Under New York state law, MG isn’t allowed to step—let alone live or work—within 1,000 feet of school grounds. In a dense area like New York City, where the 52-year-old has lived most of his life, it’s virtually impossible to comply with the restriction: It applies to some 85 percent of residential areas in the city. In Manhattan, it’s 95 percent.
The New York Civil Liberties Union filed a federal class-action lawsuit on Tuesday, on behalf of MG and three other anonymous plaintiffs, seeking to overturn the law imposing what it calls the “banishment zone.” Known as the Sexual Assault Reform Act, or SARA, the law went into effect almost 25 years ago—part of the state legislature’s response to the sex-offender panic that had swept the nation.

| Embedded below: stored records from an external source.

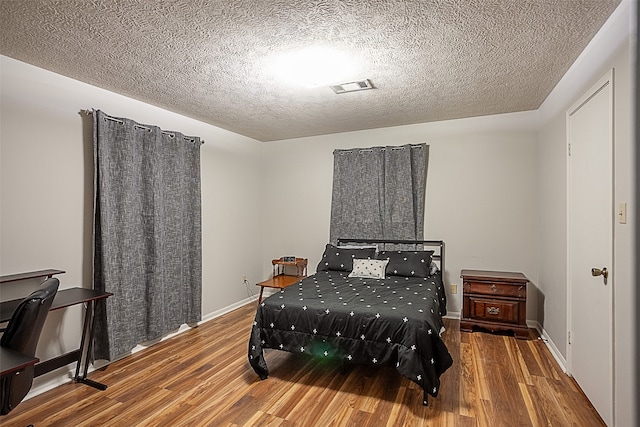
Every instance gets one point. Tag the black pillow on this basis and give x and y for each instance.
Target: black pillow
(407, 263)
(341, 259)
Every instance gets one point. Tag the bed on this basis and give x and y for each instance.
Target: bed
(366, 304)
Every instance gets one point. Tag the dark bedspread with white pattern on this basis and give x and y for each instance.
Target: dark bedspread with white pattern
(396, 321)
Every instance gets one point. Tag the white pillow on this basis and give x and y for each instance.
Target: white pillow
(369, 268)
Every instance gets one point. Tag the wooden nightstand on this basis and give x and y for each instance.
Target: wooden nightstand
(280, 277)
(494, 300)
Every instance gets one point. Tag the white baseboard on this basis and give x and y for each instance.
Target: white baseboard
(67, 375)
(550, 344)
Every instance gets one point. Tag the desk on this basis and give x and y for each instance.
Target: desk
(280, 279)
(12, 361)
(64, 298)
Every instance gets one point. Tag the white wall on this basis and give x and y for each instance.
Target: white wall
(46, 189)
(611, 48)
(480, 198)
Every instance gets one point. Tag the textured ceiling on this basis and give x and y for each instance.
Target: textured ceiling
(429, 60)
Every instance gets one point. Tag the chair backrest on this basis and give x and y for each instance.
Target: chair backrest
(22, 334)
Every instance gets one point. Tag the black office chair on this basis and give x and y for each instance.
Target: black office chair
(22, 334)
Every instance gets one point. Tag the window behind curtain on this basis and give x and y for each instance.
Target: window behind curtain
(379, 193)
(147, 233)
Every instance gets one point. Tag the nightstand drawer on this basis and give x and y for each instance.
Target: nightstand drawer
(496, 289)
(494, 310)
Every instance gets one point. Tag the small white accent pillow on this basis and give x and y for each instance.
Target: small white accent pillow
(369, 268)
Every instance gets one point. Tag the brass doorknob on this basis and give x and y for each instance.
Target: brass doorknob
(600, 272)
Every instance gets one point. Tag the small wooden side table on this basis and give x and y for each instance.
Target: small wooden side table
(494, 300)
(280, 277)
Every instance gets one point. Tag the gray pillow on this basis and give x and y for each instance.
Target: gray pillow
(341, 259)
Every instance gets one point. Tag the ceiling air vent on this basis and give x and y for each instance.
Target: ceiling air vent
(352, 86)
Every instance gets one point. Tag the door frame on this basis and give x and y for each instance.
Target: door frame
(606, 81)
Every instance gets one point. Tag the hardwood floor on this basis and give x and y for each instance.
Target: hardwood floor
(202, 378)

The law bans thousands on the state sex offense registry from entering school zones. Its language is sweeping—applying to some, like MG, whose offenses weren’t sexual. According to the lawsuit, he confronted a group of kids during an intoxicated mental breakdown and grabbed one of them, landing him kidnapping and unlawful imprisonment convictions—two broadly defined, nonsexual offenses that can put someone on the registry.
MG has a wife, five children, and a church community on Staten Island, but he has to live over an hour away. He spends his nights in a homeless shelter on Wards Island, in the middle of the East River, where there are no schools—and few jobs, scant access to transit, and little opportunity.
“I don’t know where I can actually go sometimes,” he said. “I’m so extra cautious, paranoid of going back to prison for this nonsense.”
SARA’s application is mercurial. MG said parole officers have given him conflicting guidance on where he’s allowed to go—a common complaint, according to civil rights attorneys.
That nebulousness prompted the NYCLU to argue that SARA is “vague, expansive, and unnecessary,” violating the Constitution’s 14th Amendment. If the suit prevails, it would leave New York’s sex offense registry intact, but eliminate the 1,000-foot rule for schools.
While advocates have found little success fighting SARA in New York courts, there’s precedent for change at the federal level. In 2016, a federal appeals court ruled that Michigan’s sex offense registration law was unconstitutional, specifically citing a provision that prevented registrants from living, working, or “loitering” within 1,000 feet of a school. The state appealed to the Supreme Court, which declined to take on the case. Last year, a federal judge ruled that Rhode Island’s 1,000-foot residency restriction was unconstitutionally vague.
“Individuals subject to SARA have no idea where they can walk, commute, or live,” the NYCLU charges in its federal lawsuit, “without fear of reincarceration.”
On the heels of the 1990s sex offender panic and the Clinton Crime Bill, every state and the federal government created registries, most of them public, of those convicted of sex offenses. As an addendum to New York’s sex offense registration law, SARA applies the 1,000-foot rule to parolees on the registry whose victims were minors, as well anyone a judge deems at the highest risk of re-offending, no matter their victim’s age.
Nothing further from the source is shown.